Saturday, September 6, 2025

Chinese Banquet (8/29)

Every night after the day’s workshop here in Hangzhou, we set off to a restaurant and sat around the round table with the round “Lazy Susan” wheel in the middle in a private, windowless room. There is no menu whereby each makes a personal choice. Simply a feast of dishes prepared for everyone. The dishes come in one at a time and one never knows what’s going to appear next. 
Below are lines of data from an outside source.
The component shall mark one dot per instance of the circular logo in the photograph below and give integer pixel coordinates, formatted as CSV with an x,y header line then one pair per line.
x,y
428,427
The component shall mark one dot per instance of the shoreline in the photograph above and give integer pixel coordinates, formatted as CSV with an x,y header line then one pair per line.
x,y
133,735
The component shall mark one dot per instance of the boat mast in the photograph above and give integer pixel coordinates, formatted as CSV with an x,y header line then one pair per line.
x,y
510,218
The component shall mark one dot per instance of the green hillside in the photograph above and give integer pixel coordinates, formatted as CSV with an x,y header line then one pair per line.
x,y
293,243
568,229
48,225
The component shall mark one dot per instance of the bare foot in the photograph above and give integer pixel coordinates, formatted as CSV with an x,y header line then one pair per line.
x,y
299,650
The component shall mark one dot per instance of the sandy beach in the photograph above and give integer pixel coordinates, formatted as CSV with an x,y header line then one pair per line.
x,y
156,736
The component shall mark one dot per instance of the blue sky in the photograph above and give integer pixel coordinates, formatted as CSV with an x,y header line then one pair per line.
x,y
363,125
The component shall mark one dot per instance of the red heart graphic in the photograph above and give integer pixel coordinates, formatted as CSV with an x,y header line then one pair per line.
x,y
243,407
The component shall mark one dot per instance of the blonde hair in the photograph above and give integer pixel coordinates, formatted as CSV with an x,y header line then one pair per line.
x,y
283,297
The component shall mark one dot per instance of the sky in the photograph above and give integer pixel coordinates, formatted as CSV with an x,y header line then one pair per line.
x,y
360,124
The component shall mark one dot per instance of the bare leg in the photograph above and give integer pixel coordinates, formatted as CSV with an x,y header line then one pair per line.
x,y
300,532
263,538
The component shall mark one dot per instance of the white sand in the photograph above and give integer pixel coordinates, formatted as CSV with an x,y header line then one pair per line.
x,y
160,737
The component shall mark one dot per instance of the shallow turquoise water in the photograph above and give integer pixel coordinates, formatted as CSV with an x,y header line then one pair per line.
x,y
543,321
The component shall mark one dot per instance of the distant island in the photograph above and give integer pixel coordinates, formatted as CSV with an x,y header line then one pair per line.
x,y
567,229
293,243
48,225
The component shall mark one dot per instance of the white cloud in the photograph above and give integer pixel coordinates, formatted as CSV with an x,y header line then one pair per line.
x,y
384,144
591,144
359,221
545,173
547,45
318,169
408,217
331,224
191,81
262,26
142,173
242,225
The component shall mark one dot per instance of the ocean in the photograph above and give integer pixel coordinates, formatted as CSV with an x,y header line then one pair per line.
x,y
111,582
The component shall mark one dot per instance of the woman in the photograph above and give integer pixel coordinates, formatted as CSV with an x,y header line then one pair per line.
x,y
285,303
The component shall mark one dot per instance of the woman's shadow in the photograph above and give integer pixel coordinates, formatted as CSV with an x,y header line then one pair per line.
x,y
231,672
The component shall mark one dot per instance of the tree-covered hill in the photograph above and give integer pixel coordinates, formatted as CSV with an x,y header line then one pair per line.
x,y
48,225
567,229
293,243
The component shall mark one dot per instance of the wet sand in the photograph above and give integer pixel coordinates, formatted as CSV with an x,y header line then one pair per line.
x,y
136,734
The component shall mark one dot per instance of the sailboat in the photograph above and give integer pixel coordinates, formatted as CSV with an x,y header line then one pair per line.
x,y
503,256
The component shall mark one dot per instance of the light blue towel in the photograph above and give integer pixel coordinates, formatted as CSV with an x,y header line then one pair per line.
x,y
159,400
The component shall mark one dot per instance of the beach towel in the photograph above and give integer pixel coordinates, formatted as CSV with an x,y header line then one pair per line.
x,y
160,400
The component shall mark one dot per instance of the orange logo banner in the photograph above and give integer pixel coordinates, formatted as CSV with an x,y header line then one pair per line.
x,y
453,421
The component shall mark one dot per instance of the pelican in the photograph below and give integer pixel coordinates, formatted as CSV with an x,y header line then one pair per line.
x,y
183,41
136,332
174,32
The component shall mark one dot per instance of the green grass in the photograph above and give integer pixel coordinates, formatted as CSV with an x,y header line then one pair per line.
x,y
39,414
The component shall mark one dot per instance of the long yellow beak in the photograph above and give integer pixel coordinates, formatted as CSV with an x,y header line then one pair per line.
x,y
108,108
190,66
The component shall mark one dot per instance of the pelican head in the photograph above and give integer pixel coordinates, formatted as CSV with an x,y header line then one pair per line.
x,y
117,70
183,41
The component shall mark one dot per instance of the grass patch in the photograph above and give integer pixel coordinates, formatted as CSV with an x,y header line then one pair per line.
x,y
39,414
The expectation is that all take a little from each plate (though I bypass the meat dishes) and as the meal progresses, each can turn the wheel as they wish to take more of a favorite dish. After that initial sample, each decides what’s to their taste and what they would like more of. 

 

It struck me that this is the perfect metaphor for my Orff Course! I’m both the cook preparing the food and the waiter bringing each item to the table. In the actual restaurant, there are the meats, the fish, the vegetables, the noodles, the soups, the dumplings, the bowls of peanuts and more. In the Orff banquet, there are the games, the body percussion, the speech pieces, the songs, the folk dances, the movement activities, the small percussion ensembles, the Orff instrument ensemble, the recorder, the drama and yet more. We all taste each, chew them thoroughly, discover how to mix them on our plate, all with convivial conversation, laughter and pleasure in each other’s company. 

 

At the end of yesterday’s workshop, I shared this metaphor and my hopes that each tried some new dishes that they hadn’t sampled before. And in so doing, enlarged their musical palette and added to their culinary repertoire. Now that the workshop it’s done, it’s a good time to reflect what you want more of and set about learning it how to cook it in the kitchen—with the children. 

 

I affirmed that their motivation to spend the last five days of their summer vacation in Doug’s Cooking School came from the sense that as much as they enjoy eating their familiar foods, they also had a healthy curiosity to seek new tastes and textures and tantalizing flavors. Not only do the delicious new dishes or intriguing little variations of familiar ones offer a welcome sensual delight, but they are also nutritious, helping to build strong musical bodies 12 (or more) ways. I hoped that they enjoyed the banquet and let them know that I certainly did! 

 

We ended with a stirring Wind-Up the Bunkin game, photos with each participant and their certificated, hugs, thanks and off we went. A most wonderful meal indeed!